Tired. That’s how I start every day, and that’s how I end every day.

I’m actually not unhappy. Not really, not in the way I have known unhappiness in the past, in different forms, over the years. I don’t grind my teeth or have shooting pains in my chest; I’m not afraid to go out into the world or silently criticizing and hating myself for being alone; I’m not feeling angry and helpless about a difficult relationship (angry, sure, sometimes, but it’s not the way it was. Not nearly so bad as that).

I’m not happy in the way I have known happiness in the past, either — That kind of happiness that can only be described as a feeling of lightness, like watching one of those puffy, white clouds floating above a landscape on a summer day. The way I felt as a kid, walking to school on the first day of 3rd grade with my mom. Or driving to meet J and go backpacking after a long week of field work. Or curling up with Ziggy, when she was sick, up on the couch where we never used to let her go, and closing my eyes and forgetting that anything existed except that then-present moment, just me and my pup, napping.

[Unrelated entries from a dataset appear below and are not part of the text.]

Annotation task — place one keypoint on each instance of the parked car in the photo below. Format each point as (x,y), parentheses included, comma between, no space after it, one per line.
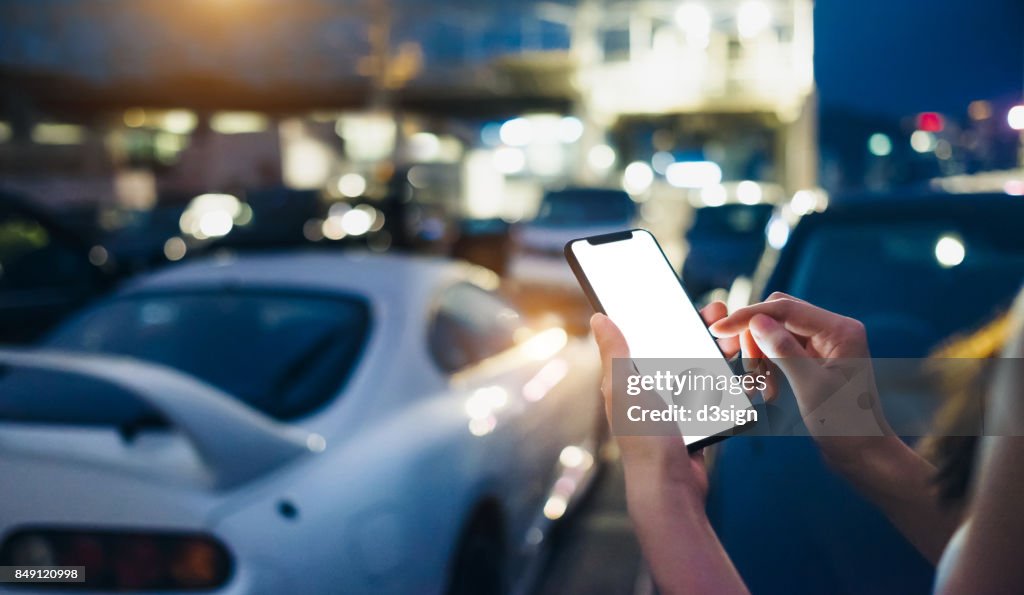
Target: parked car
(915,269)
(288,422)
(563,215)
(725,242)
(46,270)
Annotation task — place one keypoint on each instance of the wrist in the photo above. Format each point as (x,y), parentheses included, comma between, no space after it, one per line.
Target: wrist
(654,496)
(857,457)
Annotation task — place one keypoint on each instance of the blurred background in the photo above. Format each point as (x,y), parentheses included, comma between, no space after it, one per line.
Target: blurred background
(275,203)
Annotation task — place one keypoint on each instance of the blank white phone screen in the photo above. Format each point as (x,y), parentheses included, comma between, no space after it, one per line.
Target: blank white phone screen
(640,292)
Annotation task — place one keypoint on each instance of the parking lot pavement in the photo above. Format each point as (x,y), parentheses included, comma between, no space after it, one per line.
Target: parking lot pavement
(595,551)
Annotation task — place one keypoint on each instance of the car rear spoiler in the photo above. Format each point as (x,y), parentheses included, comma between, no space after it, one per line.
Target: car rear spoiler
(235,441)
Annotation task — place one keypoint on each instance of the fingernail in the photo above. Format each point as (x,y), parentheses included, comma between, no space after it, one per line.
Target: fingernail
(716,330)
(761,325)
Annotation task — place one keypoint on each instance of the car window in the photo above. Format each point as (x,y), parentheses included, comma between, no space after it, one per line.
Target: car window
(32,257)
(730,221)
(284,354)
(911,286)
(471,325)
(585,207)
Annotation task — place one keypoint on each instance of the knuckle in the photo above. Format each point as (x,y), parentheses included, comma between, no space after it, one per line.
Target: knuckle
(853,328)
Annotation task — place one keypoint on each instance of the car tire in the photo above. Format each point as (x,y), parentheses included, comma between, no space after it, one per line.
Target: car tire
(478,565)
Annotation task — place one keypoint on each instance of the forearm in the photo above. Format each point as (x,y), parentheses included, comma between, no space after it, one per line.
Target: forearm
(677,540)
(898,480)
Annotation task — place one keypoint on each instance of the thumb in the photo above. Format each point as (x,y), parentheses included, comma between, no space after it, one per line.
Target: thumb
(611,343)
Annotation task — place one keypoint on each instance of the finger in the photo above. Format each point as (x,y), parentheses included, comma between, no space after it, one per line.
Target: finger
(756,363)
(712,313)
(798,316)
(777,295)
(781,347)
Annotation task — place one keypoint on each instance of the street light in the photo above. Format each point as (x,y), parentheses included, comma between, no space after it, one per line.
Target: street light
(1016,118)
(694,19)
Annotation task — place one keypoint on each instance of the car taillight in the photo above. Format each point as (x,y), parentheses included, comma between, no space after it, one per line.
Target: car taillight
(124,561)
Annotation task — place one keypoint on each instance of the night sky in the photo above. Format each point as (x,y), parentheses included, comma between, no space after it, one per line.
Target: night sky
(900,56)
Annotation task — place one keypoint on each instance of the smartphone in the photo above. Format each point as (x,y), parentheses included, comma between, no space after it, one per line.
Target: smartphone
(627,277)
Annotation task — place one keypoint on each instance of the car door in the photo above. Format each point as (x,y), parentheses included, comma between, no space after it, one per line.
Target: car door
(44,274)
(473,337)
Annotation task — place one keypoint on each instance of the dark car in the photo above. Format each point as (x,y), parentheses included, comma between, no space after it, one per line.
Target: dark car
(915,269)
(45,270)
(725,242)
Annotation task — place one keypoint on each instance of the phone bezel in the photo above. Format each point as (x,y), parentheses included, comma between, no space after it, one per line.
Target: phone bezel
(588,290)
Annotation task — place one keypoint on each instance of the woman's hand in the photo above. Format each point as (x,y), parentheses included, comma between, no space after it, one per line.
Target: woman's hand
(663,461)
(824,357)
(666,489)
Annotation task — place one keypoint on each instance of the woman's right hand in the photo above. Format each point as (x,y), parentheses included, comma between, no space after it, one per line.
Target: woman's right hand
(824,356)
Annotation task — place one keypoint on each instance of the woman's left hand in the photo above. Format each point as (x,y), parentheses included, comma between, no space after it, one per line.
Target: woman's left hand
(664,462)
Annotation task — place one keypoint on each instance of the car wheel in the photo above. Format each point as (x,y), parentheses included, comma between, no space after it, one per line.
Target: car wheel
(478,564)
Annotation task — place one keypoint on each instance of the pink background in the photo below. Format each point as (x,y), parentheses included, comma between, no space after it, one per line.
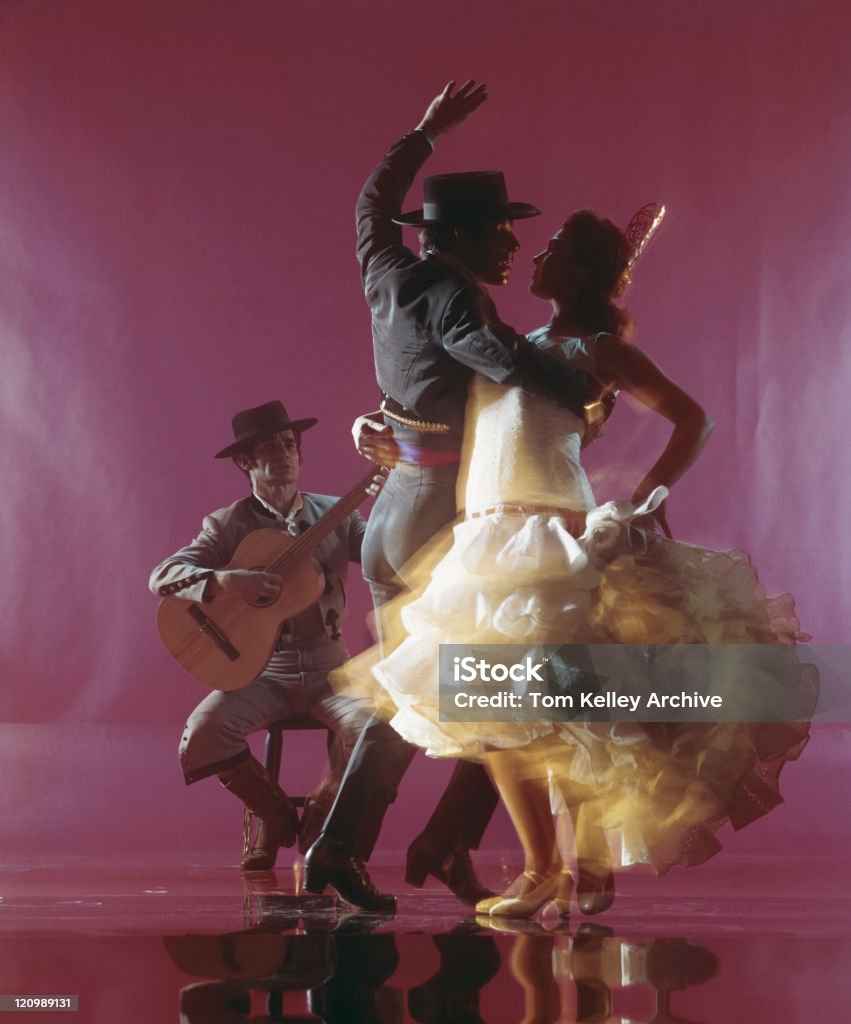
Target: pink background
(178,181)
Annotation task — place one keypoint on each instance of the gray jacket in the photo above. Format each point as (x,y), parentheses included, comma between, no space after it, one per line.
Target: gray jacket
(186,571)
(433,324)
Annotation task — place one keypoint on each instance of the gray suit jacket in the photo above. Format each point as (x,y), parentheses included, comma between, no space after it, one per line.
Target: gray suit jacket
(433,324)
(186,571)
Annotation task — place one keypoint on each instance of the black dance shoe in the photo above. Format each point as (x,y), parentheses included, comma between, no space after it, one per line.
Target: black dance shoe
(595,893)
(455,869)
(328,863)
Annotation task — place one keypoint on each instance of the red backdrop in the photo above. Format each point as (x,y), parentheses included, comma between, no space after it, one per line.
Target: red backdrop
(178,183)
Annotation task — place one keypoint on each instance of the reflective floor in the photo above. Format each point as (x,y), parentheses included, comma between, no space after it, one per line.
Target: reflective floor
(730,942)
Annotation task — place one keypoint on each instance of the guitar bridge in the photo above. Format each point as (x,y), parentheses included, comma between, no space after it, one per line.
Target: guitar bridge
(209,628)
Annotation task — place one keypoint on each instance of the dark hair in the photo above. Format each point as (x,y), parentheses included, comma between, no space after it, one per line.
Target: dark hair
(601,253)
(442,238)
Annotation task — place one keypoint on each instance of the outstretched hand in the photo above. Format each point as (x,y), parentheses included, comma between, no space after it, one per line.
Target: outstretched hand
(657,519)
(447,111)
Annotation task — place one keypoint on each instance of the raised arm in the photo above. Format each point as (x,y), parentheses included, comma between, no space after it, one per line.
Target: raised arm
(380,245)
(628,368)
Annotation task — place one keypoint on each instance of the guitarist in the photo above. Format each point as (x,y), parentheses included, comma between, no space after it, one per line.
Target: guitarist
(266,448)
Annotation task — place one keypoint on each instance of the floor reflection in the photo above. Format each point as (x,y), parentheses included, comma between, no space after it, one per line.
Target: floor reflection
(739,944)
(301,955)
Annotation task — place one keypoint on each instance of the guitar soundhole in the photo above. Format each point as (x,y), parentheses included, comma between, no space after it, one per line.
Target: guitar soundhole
(262,602)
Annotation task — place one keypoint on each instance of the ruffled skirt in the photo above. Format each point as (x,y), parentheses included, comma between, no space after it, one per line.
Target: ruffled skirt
(525,580)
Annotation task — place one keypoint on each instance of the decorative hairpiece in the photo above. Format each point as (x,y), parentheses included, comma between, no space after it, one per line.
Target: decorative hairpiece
(641,228)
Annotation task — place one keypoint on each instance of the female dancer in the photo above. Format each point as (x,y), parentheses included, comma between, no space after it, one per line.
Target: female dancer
(534,561)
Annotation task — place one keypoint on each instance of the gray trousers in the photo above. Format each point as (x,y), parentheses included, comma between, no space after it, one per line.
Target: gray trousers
(295,682)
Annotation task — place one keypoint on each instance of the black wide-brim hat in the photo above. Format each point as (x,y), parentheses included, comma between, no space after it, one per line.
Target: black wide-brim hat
(266,419)
(468,198)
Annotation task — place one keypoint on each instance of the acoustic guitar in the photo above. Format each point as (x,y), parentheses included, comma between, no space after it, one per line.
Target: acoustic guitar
(226,642)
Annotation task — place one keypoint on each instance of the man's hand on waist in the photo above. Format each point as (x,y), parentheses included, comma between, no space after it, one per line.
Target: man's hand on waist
(374,440)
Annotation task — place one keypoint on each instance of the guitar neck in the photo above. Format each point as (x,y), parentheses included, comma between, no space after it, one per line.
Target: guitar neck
(313,537)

Emotionally I feel like a cow– One of those full-grown ones you see standing along gravel roads in the country. Their calves are always nearby, jumping and running at any disturbance, any new thing. The adults stand and stare in that immovable way like there’s nothing you can show them that will surprise them. It’s not that I feel like I’ve seen it all, but I feel a weight inside me these days. It’s not a painful weight to carry, but it’s a weight made up of all the pains — and happinesses — of the past. It’s a long, long story that I carry inside myself. I’m always listening to it in one way or another, and because I’m always listening I’m not as quick or as skittish as I once was.

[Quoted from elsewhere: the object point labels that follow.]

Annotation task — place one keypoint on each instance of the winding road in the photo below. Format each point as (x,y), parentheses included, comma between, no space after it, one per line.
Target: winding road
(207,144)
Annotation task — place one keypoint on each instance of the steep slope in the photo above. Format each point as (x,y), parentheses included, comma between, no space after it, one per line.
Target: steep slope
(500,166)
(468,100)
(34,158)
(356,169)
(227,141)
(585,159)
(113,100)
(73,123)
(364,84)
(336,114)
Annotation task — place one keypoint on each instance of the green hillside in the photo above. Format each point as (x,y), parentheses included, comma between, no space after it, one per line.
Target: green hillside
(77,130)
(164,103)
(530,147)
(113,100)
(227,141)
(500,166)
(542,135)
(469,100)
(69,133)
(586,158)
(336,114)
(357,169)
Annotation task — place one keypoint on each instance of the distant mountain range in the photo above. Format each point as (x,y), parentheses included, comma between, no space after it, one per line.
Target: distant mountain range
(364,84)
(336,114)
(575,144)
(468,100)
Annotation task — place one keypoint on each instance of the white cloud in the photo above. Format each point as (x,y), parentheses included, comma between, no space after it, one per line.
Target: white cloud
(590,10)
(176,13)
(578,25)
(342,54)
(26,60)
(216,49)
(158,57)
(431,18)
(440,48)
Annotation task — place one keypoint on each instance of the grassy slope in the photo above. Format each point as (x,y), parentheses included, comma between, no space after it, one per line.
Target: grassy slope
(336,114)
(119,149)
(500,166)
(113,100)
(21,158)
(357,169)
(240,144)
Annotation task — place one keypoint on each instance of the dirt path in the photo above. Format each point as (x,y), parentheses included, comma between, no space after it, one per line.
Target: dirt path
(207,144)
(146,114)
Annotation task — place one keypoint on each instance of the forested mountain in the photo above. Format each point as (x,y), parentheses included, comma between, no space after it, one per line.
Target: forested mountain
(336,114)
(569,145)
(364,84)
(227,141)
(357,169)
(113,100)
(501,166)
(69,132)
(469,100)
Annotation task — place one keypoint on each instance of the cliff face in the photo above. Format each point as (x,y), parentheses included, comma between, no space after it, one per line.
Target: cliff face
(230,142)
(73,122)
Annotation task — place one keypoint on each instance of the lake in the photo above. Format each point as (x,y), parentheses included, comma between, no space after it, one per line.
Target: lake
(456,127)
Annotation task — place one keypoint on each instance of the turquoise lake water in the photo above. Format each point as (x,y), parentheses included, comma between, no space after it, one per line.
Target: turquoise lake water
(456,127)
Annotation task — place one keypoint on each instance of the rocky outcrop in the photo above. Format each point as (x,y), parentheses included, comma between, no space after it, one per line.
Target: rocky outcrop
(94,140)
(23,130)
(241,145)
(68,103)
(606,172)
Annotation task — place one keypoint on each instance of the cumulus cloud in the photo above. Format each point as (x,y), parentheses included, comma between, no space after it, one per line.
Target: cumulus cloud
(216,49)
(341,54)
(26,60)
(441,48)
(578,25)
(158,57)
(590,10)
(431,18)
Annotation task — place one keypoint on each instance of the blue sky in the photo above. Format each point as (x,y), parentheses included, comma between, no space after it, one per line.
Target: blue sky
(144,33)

The other thing that makes me slow is the endless To Do. It’s the early mornings with not enough time before my baby and I start our daily commute. It’s the work that’s interrupted by the daycare sicknesses. The evenings of dinner and dishes and diaper changing and tooth-brushing. The making lunches when my little boy is asleep, even though the last thing I want to do is another To Do. There are many beautiful things on these days as well, but almost every moment is a To Do moment, and when I am at last sitting by myself after my baby has gone to bed, or when I am all at once alone for an evening because my ex is parenting, I find myself sitting, barely able to act. On the days I am not parenting I find it difficult to make dinner for myself, even though it is no harder to put ingredients together than it was on any other day. I find myself sitting in front of my computer even when I don’t want to, because the ability to not To Do is such an overpowering relief.

But it’s not fun to be in front of my computer all the time. And the To Do is there, always, in the cleaning that should be done or that work project I should be putting more time on (because it’s not extra time, it’s only catching up time for all those other times when I was home with a sick toddler or distracted by too many other work To Dos that had to be done right away and that pushed this one particular work project aside until it was almost too late).

How do I move? How to I do something that is not a To Do, when to do anything at all feels like a To Do?

I brush my teeth, go to bed, read for a few minutes and get some sleep. And tomorrow I try to answer the question again.

This entry was posted in Career, divorce, family, Life, Parenting, Uncategorized and tagged , , , , , , , . Bookmark the permalink.

2 Responses to The Endless To Do

  1. Lindsay says:

    I feel this a lot (most of the time, actually). And I wonder – maybe this is just parenting….comes with the territory? Because even partnered parents I know feel similarly.

    I don’t know how to ‘fix’ it, but I wanted to let you know you’re not alone.

    • pikaperdu says:

      Thanks, Lindsay. 🙂 Yes, I’m pretty sure you are right — the tiredness is just life with a young child.